The major trend in riots for over fifty years right to the present has been due to racism, through different avenues. For many the recent riots in Ferguson and Baltimore come to mind, in response to claims of police misconduct and brutality that led to the deaths of young black men. This is not unlike the Los Angeles Riots of 1992 when the police beating of Rodney King was captured on camera and the officers were acquitted. The same issue was present for the 1965 Watts riot in Los Angeles and Newark’s. 

However, for each riot the root cause was not just police brutality. Regardless of your politics, it’s clear that both then and now most black (and brown) people in inner-city areas simply do not have the same opportunities as even other black and brown people do elsewhere, let alone white people. The fact that race riots have been occurring sporadically for over fifty years show how little progress has been made in many areas pertaining to race.

However, America hasn’t been subject to just race riots. While European riots (along with much of Europe in general) are known for their black-bloc, Molotov cocktail-throwing masked protesters/rioters, America has had its fair share of similar political and economic riots. They’re actually the inspiration for some of the best Rage Against the Machine songs. Though it may surprise you, there's a long history of labor movements peppered with socialism and anarchism in American history, and some of those strikes devolved into riots. 

One notable example are the riots that broke out during the large-scale Railroad Strike of 1877, leading to widespread chaos across industrial centers in America between workers and state militia and federal troops. Much of this tradition continued well into the twentieth century when labor became more organized and progress was deemed too slow. In an era when organized labor's power is all but eradicated, these stories can be especially surprising. Nowadays, it's arguable that Antifa is trying to pick up the slack.

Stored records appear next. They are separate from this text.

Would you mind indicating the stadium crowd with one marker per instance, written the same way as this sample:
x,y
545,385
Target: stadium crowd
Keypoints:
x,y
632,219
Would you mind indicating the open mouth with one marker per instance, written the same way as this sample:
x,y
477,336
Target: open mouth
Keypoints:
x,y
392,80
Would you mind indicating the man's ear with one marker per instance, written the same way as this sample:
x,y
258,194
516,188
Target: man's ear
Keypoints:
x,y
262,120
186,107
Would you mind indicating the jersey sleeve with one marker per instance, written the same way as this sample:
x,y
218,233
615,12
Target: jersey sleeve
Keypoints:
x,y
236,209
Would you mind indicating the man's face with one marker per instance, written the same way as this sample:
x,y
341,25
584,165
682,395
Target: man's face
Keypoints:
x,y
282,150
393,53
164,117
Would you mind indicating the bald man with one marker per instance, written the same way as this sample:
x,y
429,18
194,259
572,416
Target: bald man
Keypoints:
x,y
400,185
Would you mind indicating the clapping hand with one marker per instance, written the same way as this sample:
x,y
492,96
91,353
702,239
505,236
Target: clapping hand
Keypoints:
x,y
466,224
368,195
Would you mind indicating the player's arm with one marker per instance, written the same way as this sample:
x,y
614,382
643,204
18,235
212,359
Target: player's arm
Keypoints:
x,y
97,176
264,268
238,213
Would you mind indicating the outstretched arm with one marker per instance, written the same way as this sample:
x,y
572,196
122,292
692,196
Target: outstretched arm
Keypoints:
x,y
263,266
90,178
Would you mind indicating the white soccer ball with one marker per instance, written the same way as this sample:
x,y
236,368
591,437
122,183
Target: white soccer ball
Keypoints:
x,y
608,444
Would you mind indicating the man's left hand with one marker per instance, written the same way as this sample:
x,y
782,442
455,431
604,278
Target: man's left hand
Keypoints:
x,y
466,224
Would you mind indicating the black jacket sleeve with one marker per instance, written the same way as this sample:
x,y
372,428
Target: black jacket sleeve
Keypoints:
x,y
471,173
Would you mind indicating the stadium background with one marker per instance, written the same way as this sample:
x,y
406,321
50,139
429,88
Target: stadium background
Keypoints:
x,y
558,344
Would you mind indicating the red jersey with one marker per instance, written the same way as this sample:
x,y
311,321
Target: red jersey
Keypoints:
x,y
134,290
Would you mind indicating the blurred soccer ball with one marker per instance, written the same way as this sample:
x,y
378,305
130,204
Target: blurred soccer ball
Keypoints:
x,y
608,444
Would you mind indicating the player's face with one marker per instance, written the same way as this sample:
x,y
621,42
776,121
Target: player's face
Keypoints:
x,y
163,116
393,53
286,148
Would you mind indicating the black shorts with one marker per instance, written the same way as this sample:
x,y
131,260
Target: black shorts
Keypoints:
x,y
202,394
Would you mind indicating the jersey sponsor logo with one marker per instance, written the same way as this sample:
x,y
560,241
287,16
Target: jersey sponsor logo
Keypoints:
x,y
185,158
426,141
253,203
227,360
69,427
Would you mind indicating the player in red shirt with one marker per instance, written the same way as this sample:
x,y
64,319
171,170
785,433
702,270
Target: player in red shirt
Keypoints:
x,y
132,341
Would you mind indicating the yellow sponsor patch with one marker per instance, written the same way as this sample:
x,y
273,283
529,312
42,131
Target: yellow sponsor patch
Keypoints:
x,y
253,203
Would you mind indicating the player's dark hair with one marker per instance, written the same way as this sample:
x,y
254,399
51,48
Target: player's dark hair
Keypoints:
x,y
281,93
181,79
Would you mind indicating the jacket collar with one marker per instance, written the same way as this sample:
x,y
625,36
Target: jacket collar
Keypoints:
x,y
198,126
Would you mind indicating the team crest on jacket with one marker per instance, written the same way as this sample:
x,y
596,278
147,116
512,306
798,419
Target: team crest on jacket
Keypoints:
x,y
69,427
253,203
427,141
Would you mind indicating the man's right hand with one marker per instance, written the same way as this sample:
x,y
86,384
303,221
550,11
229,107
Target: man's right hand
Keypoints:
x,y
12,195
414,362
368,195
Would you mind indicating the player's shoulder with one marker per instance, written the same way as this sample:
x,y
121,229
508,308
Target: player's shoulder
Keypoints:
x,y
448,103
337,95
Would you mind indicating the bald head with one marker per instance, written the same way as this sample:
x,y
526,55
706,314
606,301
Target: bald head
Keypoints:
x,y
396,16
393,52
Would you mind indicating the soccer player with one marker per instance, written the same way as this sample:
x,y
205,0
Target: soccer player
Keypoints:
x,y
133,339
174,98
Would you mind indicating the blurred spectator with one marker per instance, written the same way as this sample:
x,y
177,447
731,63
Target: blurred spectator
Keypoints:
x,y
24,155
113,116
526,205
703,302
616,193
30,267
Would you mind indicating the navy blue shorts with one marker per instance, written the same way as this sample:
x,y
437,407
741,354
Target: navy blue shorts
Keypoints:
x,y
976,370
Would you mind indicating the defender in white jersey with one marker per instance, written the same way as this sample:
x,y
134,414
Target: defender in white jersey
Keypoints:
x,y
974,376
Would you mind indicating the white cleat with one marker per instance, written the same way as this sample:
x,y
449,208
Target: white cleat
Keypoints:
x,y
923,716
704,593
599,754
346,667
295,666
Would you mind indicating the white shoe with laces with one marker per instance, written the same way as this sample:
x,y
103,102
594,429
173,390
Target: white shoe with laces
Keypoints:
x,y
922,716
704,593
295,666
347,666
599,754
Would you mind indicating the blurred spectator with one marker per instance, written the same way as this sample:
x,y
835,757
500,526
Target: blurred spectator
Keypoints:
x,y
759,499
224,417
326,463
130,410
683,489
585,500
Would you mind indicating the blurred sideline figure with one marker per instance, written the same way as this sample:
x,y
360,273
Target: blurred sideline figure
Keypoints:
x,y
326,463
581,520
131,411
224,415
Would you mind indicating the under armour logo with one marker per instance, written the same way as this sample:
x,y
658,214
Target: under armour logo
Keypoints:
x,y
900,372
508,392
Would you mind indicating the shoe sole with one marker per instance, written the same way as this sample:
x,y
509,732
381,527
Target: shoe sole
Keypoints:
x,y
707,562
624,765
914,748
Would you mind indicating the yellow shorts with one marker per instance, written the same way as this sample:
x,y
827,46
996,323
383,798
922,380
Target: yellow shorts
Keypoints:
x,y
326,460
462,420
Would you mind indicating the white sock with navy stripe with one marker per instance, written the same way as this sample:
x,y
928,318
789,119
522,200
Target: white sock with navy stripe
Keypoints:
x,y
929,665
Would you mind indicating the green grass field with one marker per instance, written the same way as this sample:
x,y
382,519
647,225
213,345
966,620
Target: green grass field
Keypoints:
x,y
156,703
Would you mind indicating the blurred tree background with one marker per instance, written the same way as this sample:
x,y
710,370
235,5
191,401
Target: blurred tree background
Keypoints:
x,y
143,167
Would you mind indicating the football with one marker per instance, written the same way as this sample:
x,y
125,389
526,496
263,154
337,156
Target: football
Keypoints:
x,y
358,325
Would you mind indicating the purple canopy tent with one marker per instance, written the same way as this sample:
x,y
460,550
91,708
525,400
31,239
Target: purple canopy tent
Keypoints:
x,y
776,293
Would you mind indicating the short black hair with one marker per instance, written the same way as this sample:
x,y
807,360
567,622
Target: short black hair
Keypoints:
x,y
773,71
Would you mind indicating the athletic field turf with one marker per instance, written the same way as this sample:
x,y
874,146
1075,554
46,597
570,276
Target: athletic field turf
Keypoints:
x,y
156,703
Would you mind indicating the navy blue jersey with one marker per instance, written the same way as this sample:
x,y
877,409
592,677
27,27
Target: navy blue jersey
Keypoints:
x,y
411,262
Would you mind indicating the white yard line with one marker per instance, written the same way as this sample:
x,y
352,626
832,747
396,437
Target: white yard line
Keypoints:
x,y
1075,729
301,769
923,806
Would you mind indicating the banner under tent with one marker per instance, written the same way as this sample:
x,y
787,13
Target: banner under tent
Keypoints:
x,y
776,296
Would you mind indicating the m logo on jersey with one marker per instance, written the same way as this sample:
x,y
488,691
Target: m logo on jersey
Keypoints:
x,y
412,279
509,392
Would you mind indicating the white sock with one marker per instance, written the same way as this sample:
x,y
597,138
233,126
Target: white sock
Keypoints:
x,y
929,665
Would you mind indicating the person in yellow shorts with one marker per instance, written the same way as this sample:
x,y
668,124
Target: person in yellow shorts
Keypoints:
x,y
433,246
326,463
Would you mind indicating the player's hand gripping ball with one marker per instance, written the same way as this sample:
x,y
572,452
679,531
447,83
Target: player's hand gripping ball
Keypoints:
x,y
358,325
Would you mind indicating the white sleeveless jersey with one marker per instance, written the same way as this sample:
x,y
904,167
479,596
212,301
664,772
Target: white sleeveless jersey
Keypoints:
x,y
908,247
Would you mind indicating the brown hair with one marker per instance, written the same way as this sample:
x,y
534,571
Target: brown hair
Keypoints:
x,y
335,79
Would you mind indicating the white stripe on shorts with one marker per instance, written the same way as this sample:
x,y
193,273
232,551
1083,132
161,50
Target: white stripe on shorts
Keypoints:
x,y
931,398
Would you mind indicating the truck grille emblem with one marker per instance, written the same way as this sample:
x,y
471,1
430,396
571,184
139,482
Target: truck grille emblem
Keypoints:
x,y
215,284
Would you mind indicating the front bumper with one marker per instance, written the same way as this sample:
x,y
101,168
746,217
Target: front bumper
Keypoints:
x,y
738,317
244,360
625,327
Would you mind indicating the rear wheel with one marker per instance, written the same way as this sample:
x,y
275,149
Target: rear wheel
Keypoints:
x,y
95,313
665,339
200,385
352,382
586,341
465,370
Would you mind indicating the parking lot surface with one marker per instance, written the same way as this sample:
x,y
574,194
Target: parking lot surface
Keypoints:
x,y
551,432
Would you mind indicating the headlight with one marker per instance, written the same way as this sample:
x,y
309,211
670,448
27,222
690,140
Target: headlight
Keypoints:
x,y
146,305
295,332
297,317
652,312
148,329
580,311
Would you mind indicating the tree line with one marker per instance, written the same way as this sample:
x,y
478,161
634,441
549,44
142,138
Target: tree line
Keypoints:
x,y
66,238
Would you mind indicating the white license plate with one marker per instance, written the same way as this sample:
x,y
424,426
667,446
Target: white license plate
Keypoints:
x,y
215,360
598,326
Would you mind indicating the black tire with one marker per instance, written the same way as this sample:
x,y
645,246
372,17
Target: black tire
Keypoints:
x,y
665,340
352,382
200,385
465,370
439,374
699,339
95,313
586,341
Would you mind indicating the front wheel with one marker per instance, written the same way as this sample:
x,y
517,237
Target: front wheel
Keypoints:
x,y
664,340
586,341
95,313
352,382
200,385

Then of course there’s class riots, and that arguably has been the main trend in riots for all of American history. Even if it seems to be buried under race and politics, believe me, if most of these rioters had a better standard of living, they would have stayed home. Even before our nation was officially founded, there are documented cases of workers and farmers revolting against their bosses or landlords up and down the East Coast. The most prominent of these types of riots was the New York City Draft Riots of 1863, which remain the deadliest riots in American history. This was in response to the draft that Congress initiated to replace massive Union losses in the Civil War. While it was at its core an initiative to stimulate volunteering, it was clumsily executed and enraged much of New York City’s population, which proved to be a cocktail of destruction: much of its industry was cotton based and connected to the South so they opposed the Civil War, and much of its workers were poor Irish immigrants who did not want to compete with black people for low-wage jobs, or rabid Nativists who didn’t want to compete with either of them. When a fire company’s chief was drafted, the firemen destroyed the local draft office and kicked off a city-wide revolt. For five days the city burned and both black people and Republicans were targeted by the rioters. It was finally put down with Federal troops fresh from the Battle of Gettysburg. 105 people were killed—eleven black people, eight soldiers, two policemen, and the rest rioters. Other than the Civil War itself, the riots remain the single-largest insurrection in American history.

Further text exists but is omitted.